La replica della Regione non si è fatta attendere. Ecco, punto per punto, le precisazioni del Veneto sulle rilevazioni Isde.

•    “E’ destituita di ogni fondamento l’accusa di non aver raccolto e messo a disposizione dati scientifici. Solo come esempio, al proposito si ricorda che la Direzione regionale Prevenzione ha già redatto e pubblicato ben 11 (undici) Rapporti Epidemiologici; il Registro Tumori del Veneto ha effettuato e pubblicato un’indagine specifica confrontando i parametri medi regionali con quelli dei comuni in area rossa; i dati scientifici su acqua, animali, ortaggi e persone sono stati raccolti in continuo e condivisi con l’Istituto Superiore di Sanità nell’ambito di un rapporto di collaborazione tuttora in atto, grazie al quale L’ISS ha prodotto il fondamentale studio sull’esposizione alimentare. Il primo studio dell’Istituto Superiore di Sanità sull’inquinamento da Pfas in Veneto è stato presentato, proprio in Regione Veneto, il 20 aprile del 2016, dopo un necessariamente lungo periodo di raccolta ed elaborazione dei dati necessari.”

•    “L’allargamento dello screening sulle persone alla cosiddetta area arancione è in fase di valutazione. Nell’area rossa, le persone già invitate allo screening (che è esclusivamente su base volontaria) sono 72.100; le visite effettuate sono 42.400. La Regione Veneto sta attuando il più grande screening locale mai effettuato in Italia."

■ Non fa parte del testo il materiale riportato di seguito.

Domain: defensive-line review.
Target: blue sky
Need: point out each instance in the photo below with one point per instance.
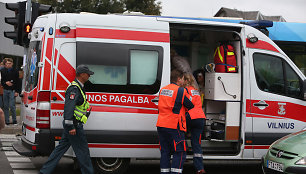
(291, 10)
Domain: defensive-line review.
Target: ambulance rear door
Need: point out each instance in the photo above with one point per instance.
(37, 78)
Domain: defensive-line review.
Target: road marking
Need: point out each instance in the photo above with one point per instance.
(19, 164)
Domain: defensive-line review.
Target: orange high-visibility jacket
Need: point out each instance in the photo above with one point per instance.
(171, 107)
(197, 111)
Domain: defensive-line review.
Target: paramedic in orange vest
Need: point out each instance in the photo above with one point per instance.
(195, 122)
(171, 124)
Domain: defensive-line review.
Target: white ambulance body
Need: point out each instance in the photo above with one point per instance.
(130, 56)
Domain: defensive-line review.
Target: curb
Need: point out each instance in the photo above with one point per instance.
(13, 129)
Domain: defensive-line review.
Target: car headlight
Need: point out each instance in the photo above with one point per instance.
(301, 161)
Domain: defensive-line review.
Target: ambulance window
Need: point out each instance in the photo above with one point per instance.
(269, 73)
(121, 68)
(143, 67)
(31, 65)
(275, 75)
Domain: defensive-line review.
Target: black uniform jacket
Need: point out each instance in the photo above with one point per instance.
(11, 75)
(73, 97)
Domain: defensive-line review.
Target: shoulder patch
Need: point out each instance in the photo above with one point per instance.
(167, 92)
(194, 92)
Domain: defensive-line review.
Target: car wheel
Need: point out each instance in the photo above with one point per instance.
(111, 165)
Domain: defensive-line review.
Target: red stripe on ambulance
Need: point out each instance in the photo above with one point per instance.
(151, 146)
(122, 34)
(261, 45)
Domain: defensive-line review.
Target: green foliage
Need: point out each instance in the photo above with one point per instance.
(148, 7)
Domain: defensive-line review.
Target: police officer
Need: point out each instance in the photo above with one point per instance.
(75, 116)
(171, 124)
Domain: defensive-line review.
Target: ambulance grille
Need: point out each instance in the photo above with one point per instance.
(284, 154)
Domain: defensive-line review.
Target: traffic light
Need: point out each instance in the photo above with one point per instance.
(39, 9)
(18, 21)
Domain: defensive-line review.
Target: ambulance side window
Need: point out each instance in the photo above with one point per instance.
(144, 66)
(31, 66)
(274, 75)
(121, 68)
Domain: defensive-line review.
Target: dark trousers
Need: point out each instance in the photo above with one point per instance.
(80, 148)
(196, 127)
(172, 141)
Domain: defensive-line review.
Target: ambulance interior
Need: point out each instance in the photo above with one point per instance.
(222, 91)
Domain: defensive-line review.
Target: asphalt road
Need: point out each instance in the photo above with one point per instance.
(13, 163)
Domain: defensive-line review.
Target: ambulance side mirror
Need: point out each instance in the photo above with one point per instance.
(304, 90)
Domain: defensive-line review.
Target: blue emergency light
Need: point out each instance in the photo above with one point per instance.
(261, 25)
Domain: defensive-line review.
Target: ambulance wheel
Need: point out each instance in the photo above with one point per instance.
(111, 165)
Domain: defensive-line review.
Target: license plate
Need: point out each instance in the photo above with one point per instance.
(275, 166)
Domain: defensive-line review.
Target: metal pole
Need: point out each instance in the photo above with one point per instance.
(28, 12)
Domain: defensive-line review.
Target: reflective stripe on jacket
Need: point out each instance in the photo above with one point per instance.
(170, 107)
(197, 111)
(80, 110)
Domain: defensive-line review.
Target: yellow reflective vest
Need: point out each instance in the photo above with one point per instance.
(80, 110)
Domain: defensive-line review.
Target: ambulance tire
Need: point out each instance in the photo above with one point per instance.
(111, 165)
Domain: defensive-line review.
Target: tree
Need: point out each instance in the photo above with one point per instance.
(148, 7)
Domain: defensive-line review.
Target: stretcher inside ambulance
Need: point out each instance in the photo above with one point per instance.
(246, 110)
(222, 104)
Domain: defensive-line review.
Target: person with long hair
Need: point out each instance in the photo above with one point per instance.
(195, 122)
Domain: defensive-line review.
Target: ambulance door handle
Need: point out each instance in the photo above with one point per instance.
(154, 100)
(30, 97)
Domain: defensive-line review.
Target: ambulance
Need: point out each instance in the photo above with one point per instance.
(246, 110)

•    “La Regione del Veneto è perfettamente a conoscenza del lavoro del Professor Foresta sulla specifica tematica del cancro al testicolo e su altre tematiche, essendo la Regione stessa ad averglielo commissionato. In materia di esiti materni e neonatali, è peraltro della Regione Veneto l’Aggiornamento dello studio specifico a cura del Registro Nascite – Coordinamento Malattie Rare, coordinato dalla professoressa Paola Facchin".

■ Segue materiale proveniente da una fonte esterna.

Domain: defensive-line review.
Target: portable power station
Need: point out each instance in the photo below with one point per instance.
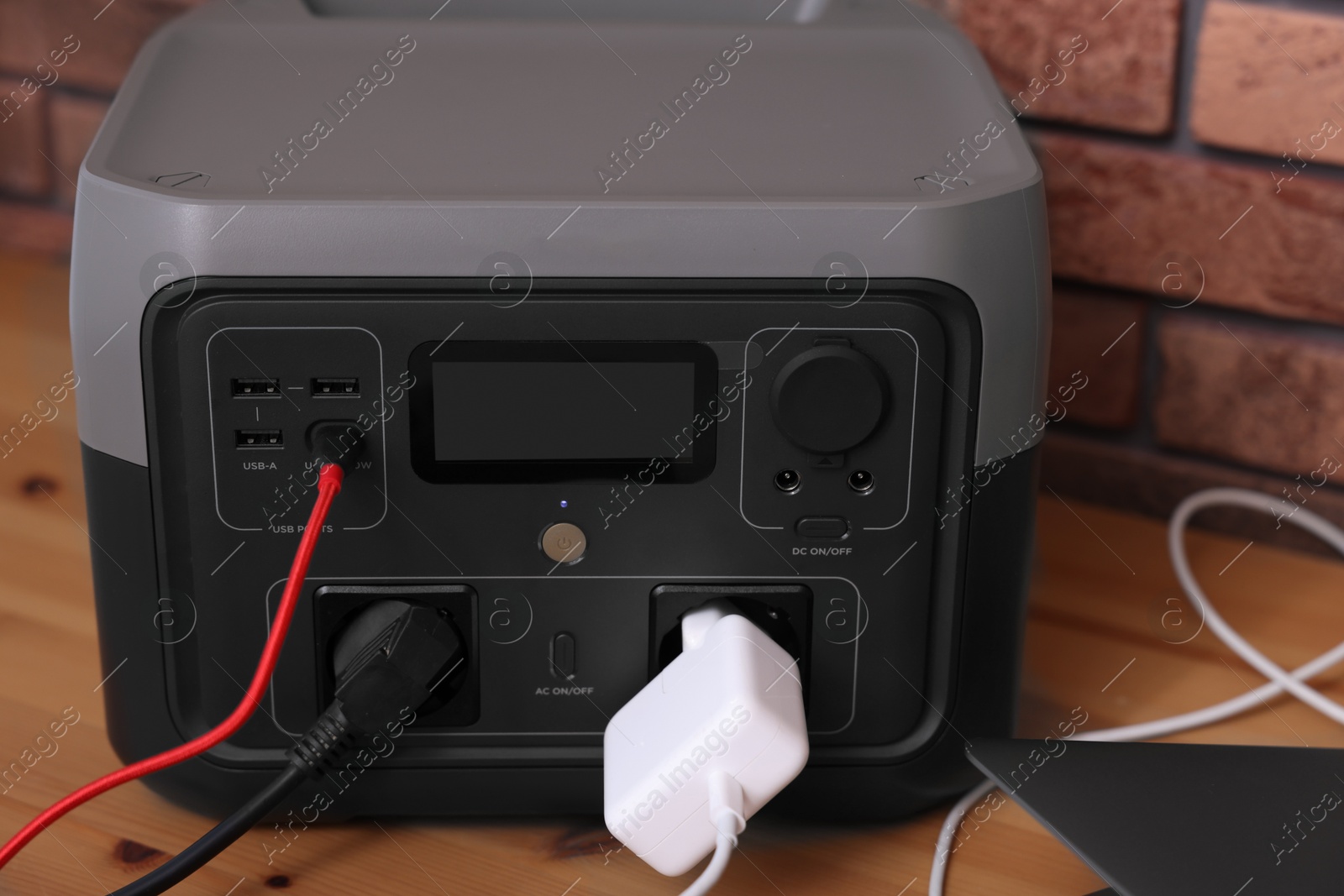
(636, 305)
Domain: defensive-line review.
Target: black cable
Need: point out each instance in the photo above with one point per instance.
(195, 857)
(394, 654)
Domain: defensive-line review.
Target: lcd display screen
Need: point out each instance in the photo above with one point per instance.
(564, 411)
(561, 410)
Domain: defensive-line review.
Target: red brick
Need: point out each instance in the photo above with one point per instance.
(30, 33)
(1119, 214)
(74, 121)
(1151, 483)
(1101, 336)
(24, 128)
(1252, 85)
(1263, 398)
(1124, 80)
(35, 228)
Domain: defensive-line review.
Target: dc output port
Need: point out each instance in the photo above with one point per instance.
(860, 481)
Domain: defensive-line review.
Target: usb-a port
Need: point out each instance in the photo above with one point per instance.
(259, 438)
(255, 387)
(335, 387)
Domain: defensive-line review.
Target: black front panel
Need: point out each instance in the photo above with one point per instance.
(745, 438)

•    “La Regione Veneto, unica in Italia e in attesa che lo faccia il Governo, ha fissato da ottobre 2017 il limite Zero Pfas nelle acque potabili”.

•    “I filtri operativi sugli acquedotti sono di ultimissima generazione e per questo motivo hanno una maggiore durata e sono in grado di intercettare anche i cosiddetti ‘nuovi Pfas’”.

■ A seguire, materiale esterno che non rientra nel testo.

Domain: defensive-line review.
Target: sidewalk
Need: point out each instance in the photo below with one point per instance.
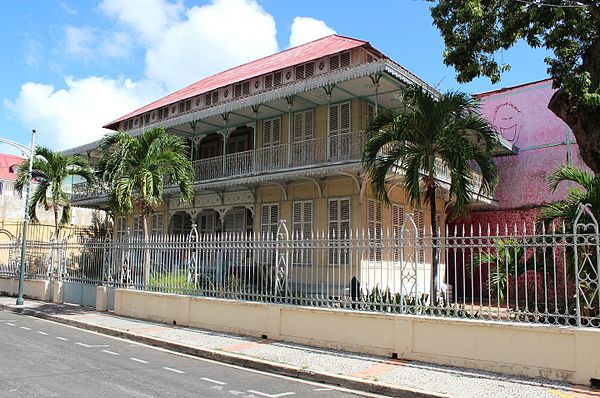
(354, 371)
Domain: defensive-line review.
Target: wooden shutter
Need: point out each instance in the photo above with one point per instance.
(303, 126)
(302, 217)
(374, 225)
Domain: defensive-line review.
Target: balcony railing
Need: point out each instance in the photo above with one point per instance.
(296, 155)
(341, 147)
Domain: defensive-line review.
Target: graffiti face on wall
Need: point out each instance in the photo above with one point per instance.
(508, 120)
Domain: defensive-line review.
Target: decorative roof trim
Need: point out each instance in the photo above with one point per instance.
(352, 72)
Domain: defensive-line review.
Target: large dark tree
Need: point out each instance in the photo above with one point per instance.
(410, 140)
(475, 31)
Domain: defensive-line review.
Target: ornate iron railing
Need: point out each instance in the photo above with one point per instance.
(510, 273)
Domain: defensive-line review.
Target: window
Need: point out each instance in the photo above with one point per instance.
(235, 221)
(271, 132)
(302, 219)
(420, 238)
(181, 224)
(340, 143)
(273, 80)
(185, 106)
(339, 61)
(269, 219)
(370, 112)
(339, 231)
(157, 224)
(241, 89)
(305, 71)
(138, 227)
(303, 151)
(374, 227)
(121, 227)
(206, 223)
(397, 221)
(211, 98)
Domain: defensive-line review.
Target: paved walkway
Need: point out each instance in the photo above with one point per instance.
(362, 372)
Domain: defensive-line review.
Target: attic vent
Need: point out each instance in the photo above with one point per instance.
(241, 89)
(339, 61)
(212, 98)
(305, 71)
(273, 80)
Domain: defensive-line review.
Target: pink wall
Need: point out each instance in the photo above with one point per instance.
(522, 116)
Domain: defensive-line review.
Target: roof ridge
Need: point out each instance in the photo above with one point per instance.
(198, 83)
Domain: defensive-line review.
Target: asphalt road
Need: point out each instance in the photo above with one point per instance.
(39, 358)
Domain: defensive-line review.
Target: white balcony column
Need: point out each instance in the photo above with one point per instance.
(290, 102)
(375, 79)
(225, 135)
(193, 141)
(328, 90)
(255, 109)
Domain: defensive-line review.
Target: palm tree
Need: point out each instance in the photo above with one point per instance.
(428, 129)
(50, 171)
(135, 169)
(588, 191)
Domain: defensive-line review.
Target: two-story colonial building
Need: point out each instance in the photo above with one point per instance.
(280, 138)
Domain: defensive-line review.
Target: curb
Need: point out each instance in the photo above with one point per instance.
(348, 382)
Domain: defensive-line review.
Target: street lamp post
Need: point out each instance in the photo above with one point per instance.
(26, 152)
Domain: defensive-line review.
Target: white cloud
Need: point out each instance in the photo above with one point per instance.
(305, 29)
(78, 41)
(150, 18)
(73, 116)
(204, 44)
(182, 45)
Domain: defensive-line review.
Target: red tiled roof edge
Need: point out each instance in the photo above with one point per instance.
(328, 45)
(504, 89)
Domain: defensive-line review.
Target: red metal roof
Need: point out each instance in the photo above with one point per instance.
(6, 163)
(292, 56)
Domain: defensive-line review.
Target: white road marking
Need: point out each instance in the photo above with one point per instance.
(213, 381)
(264, 394)
(92, 346)
(173, 370)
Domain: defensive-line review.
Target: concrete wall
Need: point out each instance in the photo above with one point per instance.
(568, 354)
(522, 116)
(34, 288)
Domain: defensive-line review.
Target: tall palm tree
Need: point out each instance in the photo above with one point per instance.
(135, 169)
(586, 191)
(50, 171)
(410, 139)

•    “Solo in Veneto sono progettati o già in corso lavori per opere acquedottistiche pari a un valore di 56,8 milioni e solo il Veneto ha chiesto con forza e ottenuto dal Governo la nomina di un commissario straordinario nella persona del Dr. Nicola dell’Acqua. Nessuna inerzia è quindi ascrivibile alla Regione Veneto”.

•    "Stupisce peraltro il fatto che l’Isde faccia oggetto dei suoi allarmi il solo Veneto, stante che, fin dallo studio iniziale del 2013, è emerso che nella questione è coinvolta buona parte del territorio italiano e che analisi scientifiche effettuate hanno portato a svelare che nelle acque del fiume Po (notoriamente non solo veneto) esistono quantità di Pfas di nuova generazione (C6O4) quasi 2.000 (duemila) volte superiori che sotto l’Azienda Miteni. Gli esiti sono stati immediatamente messi a disposizione della magistratura competente e delle Regioni interessate”.

•    “Non corrisponde al vero che la Regione abbia trascurato le “mamme no Pfas”. Loro delegazioni sono state ripetutamente incontrate, ad esempio il 3 aprile 2019 dagli Assessori Bottacin e Lanzarin; in precedenza, incontri erano stati effettuati dall’allora Assessore alla Sanità Luca Coletto e da tecnici della sanità e della prevenzione. L’Assessore Bottacin ha addirittura partecipato attivamente a un Tavolo con le mamme tenutosi al Ministero dell’Ambiente il 6 febbraio 2018. Le interlocuzioni con le mamme no Pfas da parte della Regione sono comunque, e saranno, numerose e improntate alla massima trasparenza".

•    “Quanto sopra costituisce solo una minima parte dell’attività della Regione Veneto, dei suoi Assessorati competenti e dei suoi tecnici, rispetto all’inquinamento da Pfas”.